Первый слайд презентации: Old English borrowings
Подготовила Жуйкова София Сергеевна, группа ПП/с-18-1-2
Old English has only words from two sources- from Latin and Celtic languages. Some words taken over from Latin had been borrowed by Latin from Greek.
Слайд 3: Latin
These may be classified into two layers: (1) the oldest layer words taken over either directly from the Romans before the Anglo- Saxons settled in Britain, or from the Celtic inhabitants of Britain, (2) the second layer: words concerning religion and the church, taken over after the introduction of Christianity, which began in 597; these words belorng to the 7th century.
Слайд 4: First Layer
Here belong, on the one hand, names of objects of material culture, and on the other, names of products which the Anglo-Saxons bought from Roman merchants.
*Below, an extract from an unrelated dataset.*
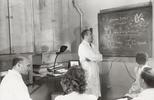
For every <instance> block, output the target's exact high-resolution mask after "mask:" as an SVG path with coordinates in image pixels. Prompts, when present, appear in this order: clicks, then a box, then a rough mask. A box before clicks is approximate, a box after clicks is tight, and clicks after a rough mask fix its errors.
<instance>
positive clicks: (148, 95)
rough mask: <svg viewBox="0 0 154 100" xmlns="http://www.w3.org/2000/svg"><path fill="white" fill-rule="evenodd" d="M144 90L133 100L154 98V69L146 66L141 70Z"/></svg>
mask: <svg viewBox="0 0 154 100" xmlns="http://www.w3.org/2000/svg"><path fill="white" fill-rule="evenodd" d="M141 78H142V82H143V87H144V90H143V91H142V92H141V93H140V94H139V95H138V97H136V98H134V99H132V100H154V69H152V68H148V67H146V68H144V69H143V71H142V72H141Z"/></svg>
The first group is represented by the words : stræt ' street ', from Latin strāta ( via ) ' paved road '; weall ' wall ' from Latin vallum ; cycene ' kitchen ' from Latin coquina ; myln ' mill ' from Latin molīnum ; pipor ' pepper ' irom Latin piper ; wīn " wine ' from Latin vīnum.
The Latin substantive castra ' camp ' made part of a number of names of cities, which were camps in the Roman epoch : Chester, Manchester, Winchester, Worcester, Leicester ; Latin colonia has been preserved in the place names Lincoln, Colchester ; Latin portus ' port ' in Portsmouth, Bridport, Latin strata in Stratford ; Latin fossa ' moat ' in Fosstway, Fosbroke.
Слайд 6: Second Layer
The second layer consists of words which directly or indirectly belong to the sphere of religion and church. When Christianity was introduced in England, the Latin language came to be used as language of the church. At this time a certain number of Latin words were taken over into English : biscop ' bishop ' from Latin episcopus, Greek episkopos ; cleric ' church man ' from Latin clericus, Greek klērikós ; apostol ' apostle ' from Latin apostolus, Greek apóstolos ; deofol ' devil ' from Latin diabolus, Greek diábolos ; mæsse ' mass ' from Latin missa ; munuc ' monk ' from Latin monachus, Greek monachós ; māʒister ' teacher ' from Latin magister ; scrifan ' prescribe ' from Latin scribere. Some Latin loan-words yielded derivatives : biscophād ' bishopric ', biscepunʒ ' becoming a bishop ', scrift ' shrift '.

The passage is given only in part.